Carmageddon 1 debugging symbols dumped - jeff_harris
http://www.1amstudios.com/2014/12/02/carma1-symbols-dumped/

======
MattBearman
There's some good method names in
[https://github.com/jeff-1amstudios/carmageddon1-symbol-
dump/...](https://github.com/jeff-1amstudios/carmageddon1-symbol-
dump/blob/master/symbols/DETHRACE/source/common/opponent.c) \- my favourite
being CalcOpponentConspicuousnessWithAViewToCheatingLikeFuck

------
danschuller
I used to work at Stainless, along with one or two other people I've spotted
in this thread. It's a great place with good people.

Here's a little background for those who might not know:

Carmageddon was the precursor to games like Grand Theft Auto.

[https://www.youtube.com/watch?v=yqrftlCAic0](https://www.youtube.com/watch?v=yqrftlCAic0)

It was made by Stainless Games on the Isle of Wight, a small island off the
southern coast of England. The same developers are still developing day-to-day
and recently made the Magic the Gathering video game series. The magic
codebase is certainly not as sweary as the one linked here :)

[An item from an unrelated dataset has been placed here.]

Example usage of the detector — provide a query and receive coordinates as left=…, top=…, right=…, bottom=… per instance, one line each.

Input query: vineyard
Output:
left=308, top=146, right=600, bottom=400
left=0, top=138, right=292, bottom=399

Stainless lost the IP to Carmageddon but recently managed to get it back (it
wound up at Square-Enix through various acquisitions) and successful
kickstarter a reboot. I really hope they do well with it.

------
eps
"Watcom"... Now that's a name I haven't heard in a looong time.

Watcom was awesome. Or rather DOS/4GW was. You could do malloc(1024*1024) and
it would just miraculously work!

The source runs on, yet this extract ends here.